The artists’ time lines converged when they received life-changing commissions from the National Portrait Gallery to immortalize the Obamas. Wiley’s work tends to frame Black men with metaphorical florals and other patterns. In his portrait of Barack Obama, Wiley added botanical representations of the former President’s past, including flowers from Hawaii, Illinois, and Kenya, which reach out from their leafy curtains to embrace the stoic sitter. Sherald’s portrait of Michelle Obama is typical of the artist’s color-blocking style, which emphasizes the stateliness of the former First Lady’s bearing.

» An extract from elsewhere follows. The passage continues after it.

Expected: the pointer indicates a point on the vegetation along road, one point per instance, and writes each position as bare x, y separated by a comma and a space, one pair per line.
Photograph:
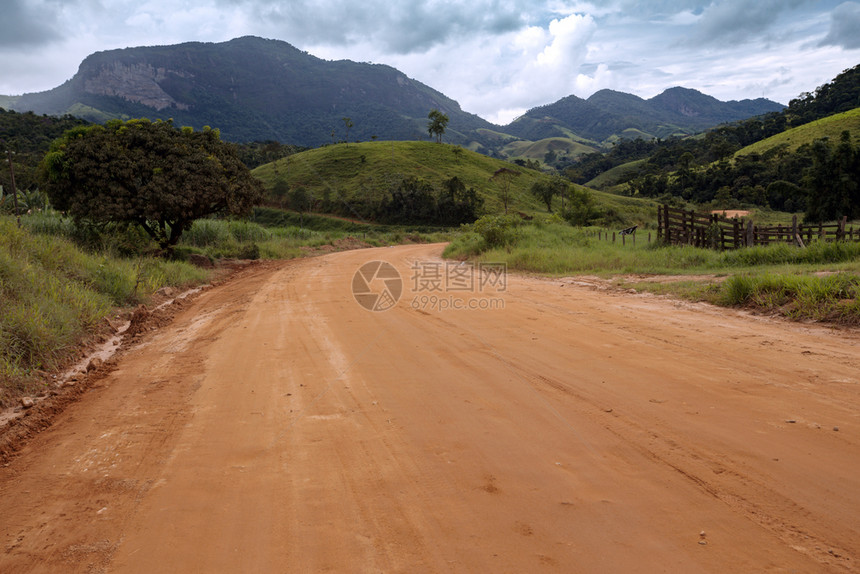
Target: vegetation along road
278, 425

Both portraits memorialize their subjects, though no more than the artists aim to do for every other Black person they depict. What unites their work is that it is a direct address to a void of representation—they use their medium to say “yes” to Black humanity when history says “no.” “The question I’ve been asked often is, ‘Will you ever paint anybody other than Black people?’ My answer is ‘No, I won’t,’ ” Sherald says. “I’m here to paint my own ideal and to represent that in the world, and if I can’t do that then something is deeply wrong.” She adds, as the film’s final note, “You should look at a history book and then still see if you want to ask me that question, because the problem is you recognize an absence of yourself, but you don’t recognize the absence of me.”